If, for example, only the session M00 is available and the parameter -op is not specified, the command will create the files:

  • missing_mods_ses-M00.tsv
  • missing_mods_summary.txt.

The content of missing_mods_ses-M00.tsv will look like:

participant_id   T1w   DWI
sub-01           1       1
sub-02           1       0
sub-03           1       0

Where the column participant_id contains all the subjects found and the following columns correspond to the list of all the modalities available for the given dataset. The availability is expressed by a boolean value.

The nomenclature of the modalities tries to follow, as much as possible, the one proposed by the BIDS standard.
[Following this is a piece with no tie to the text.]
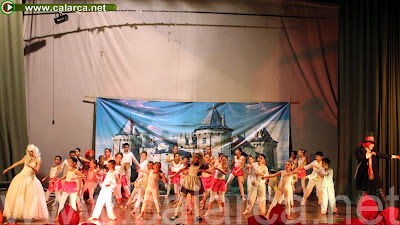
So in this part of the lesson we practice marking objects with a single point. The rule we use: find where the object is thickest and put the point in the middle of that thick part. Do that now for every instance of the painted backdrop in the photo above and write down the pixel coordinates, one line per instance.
(157, 126)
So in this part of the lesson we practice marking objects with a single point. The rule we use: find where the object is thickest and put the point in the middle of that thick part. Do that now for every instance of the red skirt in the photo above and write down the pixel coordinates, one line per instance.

!!! example Text clinica iotools check-missing-modalities /Home/ADNI_BIDS/ /Home/ clinica iotools check-missing-modalities /Home/ADNI_BIDS/ /Home/ -op new_name

##merge-tsv - Gather BIDS and CAPS data into a single TSV file BIDS and CAPS datasets are composed of multiple TSV files for the different subjects and sessions. While this has some advantages, it may not be convenient when performing statistical analyses (with external statistical software tools for instance). This command merges all the TSV files into a single larger TSV file and can be run with the following command line:

clinica iotools merge-tsv bids_directory  output_tsv

where:

  • bids_directory is the input folder containing the dataset in a BIDS hierarchy.
  • output_tsv is the path of the output tsv. If a directory is specified instead of a file name, the default name for the file created will be merge-tsv.tsv.

The optional arguments allow the user to also merge data from a CAPS directory, which will be concatenated to the BIDS summary. The main optional arguments are the following:

  • -caps: input folder of a CAPS compliant dataset

If a CAPS folder is given, data generated by the pipelines of Clinica (regional measures) will be merged to the output file, and a summary file containing the names of the atlases merged will be generated in the same folder.

  • -tsv: input list of subjects and sessions

If an input list of subjects and sessions is given, the merged file will only gather information from the pairs of subjects and sessions specified.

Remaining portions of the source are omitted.